Variation in the type and quantity of root exudates of Saccharum spp. clones
Among the organic compounds exuded by Saccharum spp. clones during the germination phase, the proportion of total protein was the highest, followed by carboxylates, sugars, phenols, and free amino acids. Saccharum robustum (NG 77-221) showed the highest (5.11 mg·g−1·root fresh weight [RFW]·h−1) total carboxylate exudation, while the lowest (0.65 mg·g−1·RFW·h−1) was recorded in S. spontaneum (IND 85-490), with significant variation in the type and quantity of individual carboxylic acid exuded (Figure 8A). Saccharum officinarum (Awela Green Sport) exuded the highest total phenol levels (0.034 mg·g−1·RFW·h−1), while the lowest (0.002 mg·g−1·RFW·h−1) were observed in the case of S. spontaneum (IND 85-490) (Figure 8B). The highest total protein exudation (3.23 mg·g−1·RFW·h−1) was observed in S. officinarum (Awela Green Sport), while the highest total sugar (0.22 mg·g−1·RFW·h−1) and total free amino acids (0.04 mg·g−1·RFW·h−1) were recorded in S. sinense (Oshima) (Figure 8C-E). The lowest total protein exudation (2.08 mg·g−1·RFW·h−1) was observed in S. spontaneum (IND 85-490), while S. robustum (NG 77-221) exuded the lowest amounts of total sugar (0.05·mg·g−1·RFW·h−1) and total free amino acids (0.01 mg·g−1·RFW·h−1).

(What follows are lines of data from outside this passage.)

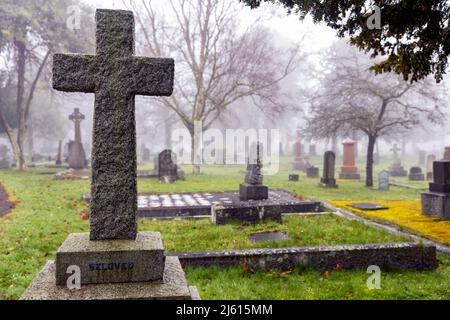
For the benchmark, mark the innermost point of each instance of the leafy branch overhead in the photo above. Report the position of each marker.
(414, 39)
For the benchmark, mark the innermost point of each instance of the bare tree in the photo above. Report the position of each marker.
(350, 97)
(216, 63)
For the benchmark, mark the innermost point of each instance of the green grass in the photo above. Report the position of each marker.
(47, 211)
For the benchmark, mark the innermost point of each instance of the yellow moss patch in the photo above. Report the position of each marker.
(404, 213)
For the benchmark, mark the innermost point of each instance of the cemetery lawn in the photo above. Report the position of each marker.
(47, 211)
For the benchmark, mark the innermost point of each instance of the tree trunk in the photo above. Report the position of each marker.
(369, 165)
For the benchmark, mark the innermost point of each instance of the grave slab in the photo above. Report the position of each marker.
(173, 287)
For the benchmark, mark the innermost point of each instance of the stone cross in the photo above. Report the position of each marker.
(116, 76)
(77, 117)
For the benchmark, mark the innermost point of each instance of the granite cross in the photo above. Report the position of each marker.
(77, 117)
(116, 76)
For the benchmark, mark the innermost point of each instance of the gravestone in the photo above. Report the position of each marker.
(396, 169)
(114, 259)
(422, 158)
(76, 155)
(416, 174)
(329, 162)
(312, 150)
(436, 202)
(4, 163)
(145, 153)
(430, 160)
(349, 171)
(253, 188)
(167, 168)
(299, 160)
(383, 181)
(59, 155)
(312, 172)
(447, 153)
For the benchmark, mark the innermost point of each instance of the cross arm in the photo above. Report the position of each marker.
(151, 76)
(74, 73)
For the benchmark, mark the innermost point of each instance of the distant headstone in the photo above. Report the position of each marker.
(447, 153)
(328, 180)
(4, 163)
(299, 159)
(312, 150)
(422, 158)
(383, 181)
(114, 262)
(253, 188)
(59, 155)
(312, 172)
(76, 155)
(145, 154)
(396, 169)
(416, 174)
(436, 202)
(167, 168)
(430, 160)
(349, 171)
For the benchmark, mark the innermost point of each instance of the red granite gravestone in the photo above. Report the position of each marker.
(349, 170)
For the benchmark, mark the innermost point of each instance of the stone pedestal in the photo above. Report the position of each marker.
(253, 192)
(436, 204)
(249, 213)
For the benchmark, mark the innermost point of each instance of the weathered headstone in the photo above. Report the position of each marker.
(349, 171)
(329, 162)
(4, 163)
(167, 167)
(396, 169)
(76, 155)
(253, 188)
(299, 159)
(312, 150)
(145, 153)
(114, 255)
(416, 174)
(312, 172)
(383, 181)
(436, 202)
(430, 160)
(447, 153)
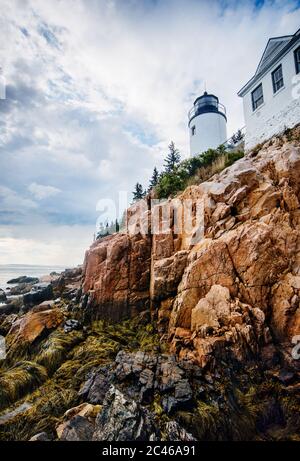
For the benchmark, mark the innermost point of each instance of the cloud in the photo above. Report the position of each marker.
(41, 192)
(96, 91)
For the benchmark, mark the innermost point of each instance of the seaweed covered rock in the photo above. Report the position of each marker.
(29, 327)
(123, 419)
(39, 293)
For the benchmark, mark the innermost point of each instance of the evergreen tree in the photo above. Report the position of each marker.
(173, 158)
(138, 192)
(154, 179)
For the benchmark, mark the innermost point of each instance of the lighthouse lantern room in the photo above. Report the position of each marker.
(207, 124)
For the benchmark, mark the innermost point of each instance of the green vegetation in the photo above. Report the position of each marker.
(138, 192)
(178, 175)
(57, 367)
(195, 170)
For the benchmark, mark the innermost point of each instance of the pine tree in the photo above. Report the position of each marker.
(173, 158)
(154, 179)
(138, 192)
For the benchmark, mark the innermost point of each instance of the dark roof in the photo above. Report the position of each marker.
(275, 49)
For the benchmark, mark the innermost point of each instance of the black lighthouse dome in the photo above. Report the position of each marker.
(205, 104)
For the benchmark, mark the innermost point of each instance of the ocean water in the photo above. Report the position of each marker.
(12, 271)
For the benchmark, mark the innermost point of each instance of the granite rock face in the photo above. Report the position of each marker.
(117, 276)
(231, 283)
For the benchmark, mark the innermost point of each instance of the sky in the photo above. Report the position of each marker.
(95, 92)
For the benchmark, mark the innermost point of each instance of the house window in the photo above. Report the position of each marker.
(297, 59)
(277, 79)
(257, 97)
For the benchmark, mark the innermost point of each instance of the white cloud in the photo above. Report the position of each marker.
(96, 91)
(41, 192)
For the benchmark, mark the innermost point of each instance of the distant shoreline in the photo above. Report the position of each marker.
(12, 271)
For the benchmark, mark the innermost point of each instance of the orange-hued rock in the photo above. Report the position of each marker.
(228, 281)
(30, 326)
(117, 275)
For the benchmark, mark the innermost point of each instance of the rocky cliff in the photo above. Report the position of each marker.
(186, 327)
(234, 290)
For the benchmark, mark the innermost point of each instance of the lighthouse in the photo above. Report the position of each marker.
(207, 124)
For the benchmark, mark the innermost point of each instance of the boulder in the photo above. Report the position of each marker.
(78, 424)
(123, 419)
(3, 297)
(97, 385)
(20, 289)
(71, 325)
(39, 293)
(41, 437)
(23, 279)
(45, 306)
(30, 326)
(175, 433)
(78, 429)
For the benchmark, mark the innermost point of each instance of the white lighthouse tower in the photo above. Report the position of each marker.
(207, 124)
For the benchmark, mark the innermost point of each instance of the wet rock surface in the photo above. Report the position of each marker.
(39, 293)
(23, 280)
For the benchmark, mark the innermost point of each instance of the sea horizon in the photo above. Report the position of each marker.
(11, 271)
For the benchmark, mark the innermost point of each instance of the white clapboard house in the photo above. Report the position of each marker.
(271, 98)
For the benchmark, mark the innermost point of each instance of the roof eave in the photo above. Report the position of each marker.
(256, 76)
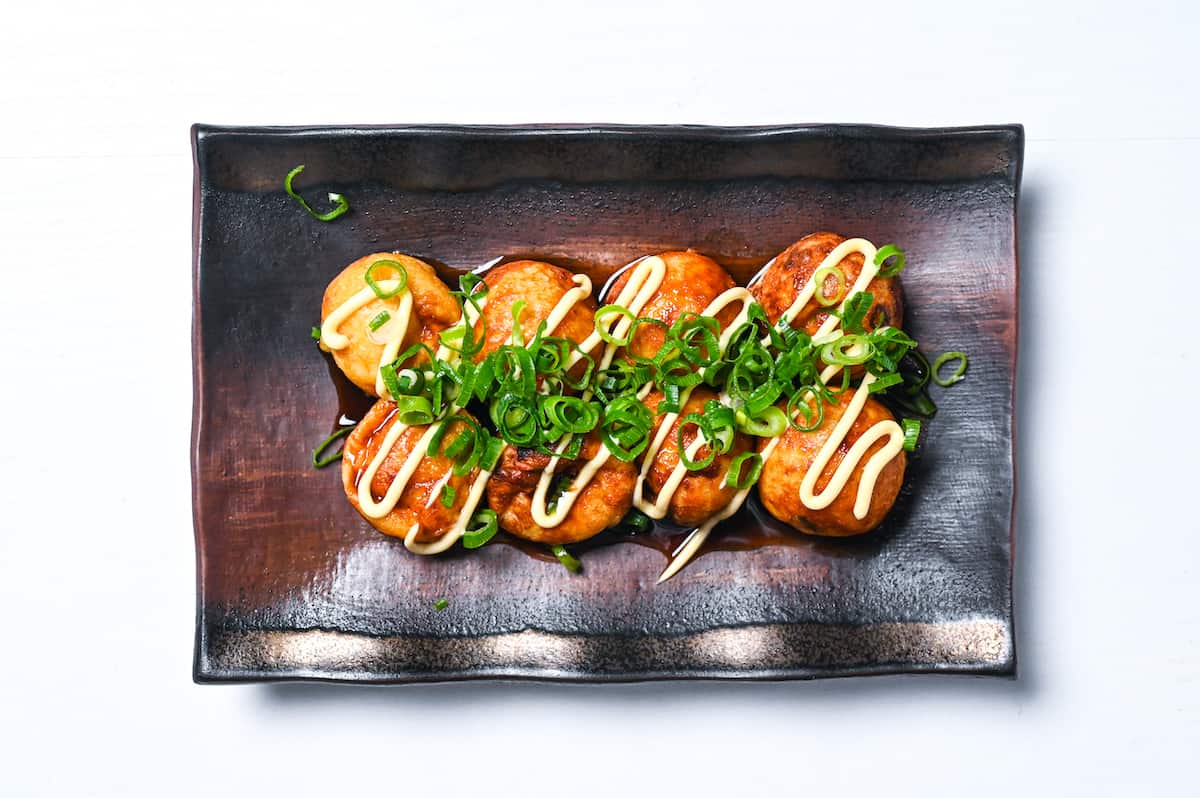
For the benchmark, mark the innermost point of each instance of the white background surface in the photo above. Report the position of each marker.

Variation in the root tip pigmentation, enzymatic activity, and total phenolic content of sugarcane varieties
The root cap shapes ranged from simple triangle (Co 62175) to dome (Co 86032), while root cap pigmentation varied from light pink (Co 62175) to deep violet (Co 86032), with significant differences in root hair density (Figure 9A-C). Peroxidase activity was highest (40 units·g−1·h−1) in Co 86032 and lowest (26 units·g−1·h−1) in Co 62175, while the trend was reversed in the case of superoxide dismutase activity in roots (Figure 9D,E). Similarly, the total phenolic content was highest (18 µg·g−1) in Co 86032 and lowest (15 µg·g−1) in Co 62175 (Figure 9F).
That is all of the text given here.